Но лучше, Вася, давай выпьем


Последний роман Василия Аксенова «Таинственная страсть» был данью памяти «ближнему кругу», ушедшим друзьям. Летом 2009-го Аксенова не стало, а два года спустя его младшие коллеги, Александр Кабаков и Евгений Попов, выпускают книгу бесед, «портрет художника на фоне его времени». Литераторы ведут задушевный разговор под диктофон, как будто случайно оказавшийся «в кустах»: «И вот скажи мне, Женя, какого же хрена в этот вечер, когда все нормальные кто чем — кто водочкой, кто, Бог послал, винишком, — встречают приближающийся праздник, а мы вот сели и начали с тобой писать книгу. — Просто нам действительно очень хочется его вспомянуть: а как мы еще вспомянем, мы ж тоже профессиональные писатели? Значит, просто рюмкой не получится, надо создавать текст».
Вальяжная беседа только поначалу кажется совершеннейшей импровизацией. Сценарий «просто вспомянем же» остается в прошлом, где-то рядом с позаброшенной маской «писателя-пророка». Теперь другое время, и от друзей требуется не столько душевный порыв, сколько хорошая презентация проекта «Писатель Писателевич Аксенов». Судя по тому, как плавно и продуктивно продвигается разговор, все это обсуждалось и раньше. Соавторы очень правильно разбивают разговор по темам.
В главе о детстве приводят не столь растиражированные сюжеты. Нанизывают на одну нитку всех «начальников страны» аксеновского периода: «Если ты поддерживаешь Путина по чеченскому вопросу, то чего же ты против него возникаешь по поводу Ходорковского?
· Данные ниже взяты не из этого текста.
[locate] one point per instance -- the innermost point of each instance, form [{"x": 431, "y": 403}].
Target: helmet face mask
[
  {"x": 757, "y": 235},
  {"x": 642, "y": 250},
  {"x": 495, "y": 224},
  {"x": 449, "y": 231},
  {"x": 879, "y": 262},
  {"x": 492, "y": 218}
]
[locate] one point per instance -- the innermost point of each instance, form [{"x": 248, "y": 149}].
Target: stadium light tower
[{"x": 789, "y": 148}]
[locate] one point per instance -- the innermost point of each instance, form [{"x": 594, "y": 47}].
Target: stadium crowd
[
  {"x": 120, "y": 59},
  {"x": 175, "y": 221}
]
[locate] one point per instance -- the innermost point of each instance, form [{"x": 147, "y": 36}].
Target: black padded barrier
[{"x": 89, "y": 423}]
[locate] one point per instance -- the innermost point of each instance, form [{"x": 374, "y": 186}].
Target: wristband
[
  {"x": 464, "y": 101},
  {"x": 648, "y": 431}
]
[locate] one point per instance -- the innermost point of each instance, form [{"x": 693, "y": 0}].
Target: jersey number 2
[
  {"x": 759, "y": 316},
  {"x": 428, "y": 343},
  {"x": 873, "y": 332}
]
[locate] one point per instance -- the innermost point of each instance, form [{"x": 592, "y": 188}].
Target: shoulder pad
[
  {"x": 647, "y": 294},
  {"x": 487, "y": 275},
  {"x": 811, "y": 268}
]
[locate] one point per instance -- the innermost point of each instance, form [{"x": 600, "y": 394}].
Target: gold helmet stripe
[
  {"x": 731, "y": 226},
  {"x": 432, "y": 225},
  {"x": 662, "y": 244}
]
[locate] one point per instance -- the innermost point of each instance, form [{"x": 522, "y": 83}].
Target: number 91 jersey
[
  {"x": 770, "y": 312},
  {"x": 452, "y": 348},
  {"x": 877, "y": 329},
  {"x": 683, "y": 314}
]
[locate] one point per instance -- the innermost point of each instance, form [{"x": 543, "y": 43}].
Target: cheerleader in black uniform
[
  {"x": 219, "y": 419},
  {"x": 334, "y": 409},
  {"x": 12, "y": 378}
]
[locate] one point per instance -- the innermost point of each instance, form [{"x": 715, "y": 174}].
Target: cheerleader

Вася был совершенно независимый человек». Эмигрантскому периоду посвящена глава «Аксенов International». Самим себе — «Мы, подаксеновики». Авторы очень стараются быть тактичными в разговоре «об Аксенове и женщинах»: «Давай попытаемся, не в обиду будет сказано нашему писательскому брату, вспомнить хоть одного современного литератора, из которого настолько бы перла мужская сила. То, что он был мужик, чувствовалось всеми женщинами без исключения».
Отдельно обсуждается эволюция аксеновского гардероба. Причем авторы не боятся показать «подкладку» истинного дендизма героя. Когда Аксенов покупал свой первый английский пиджак, ему было важно, чтобы тот стоил на 100 фунтов дороже, чем похожий пиджак Сергея Михалкова. Ситуация анекдотическая, но трогательная: изголодавшиеся по недоступному гламуру советские люди иногда могли перепутать джинсы и свободу.
Достаточно раскрепостившись, соавторы даже фантазируют на тему альтернативной судьбы Аксенова: мог ли он стать функционером или лекарем? Они азартно спорят, какое произведение у Аксенова главное — пожалуй, именно в этой главе читатель, уставший от чехарды вопросов, был ли Аксенов «правым или левым», «народным или эстетом», — может включиться в предложенный разговор. Словно предвидев эту читательскую усталость, авторы снабжают некоторые главы аксеновскими цитатами.
Но все-таки чувствуется, что заслуженные мэтры с самого начала знали, как на самом деле доказать, что их герой и сейчас «живее всех живых». Кульминацией книги становится произошедший на Каирской книжной ярмарке разговор с «одним писателем». Имя писателя почему-то не приводится, словно это Волан-де-Морт какой-то. Хотя Захар Прилепин в нем узнается сразу. «А скажи мне, вот я сейчас в своем такой же, как Аксенов был в своем?» — в минуту откровенности спрашивает Александра Кабакова неназванный. Заметим, что сам Захар Прилепин вообще-то уже выбрал в качестве ориентира другого автора, Леонида Леонова, и даже книгу в серии «ЖЗЛ» именно о нем написал. Однако Александр Кабаков словно ребенок радуется признанию: «И у многих мечта формулировалась так: я хочу сидеть в «пестром» буфете ЦДЛа, написавши «Затоваренную бочкотару», и при этом чтобы ко мне все подходили и почтительно говорили: Вася, давай выпьем». Получается, писательский «проект» состоялся не потому, что к нему прилагаются вечные тексты, а потому, что его милостиво взял на прицеп другой литературный проект. Это, конечно, правда жизни. Но лучше, Вася, давай выпьем.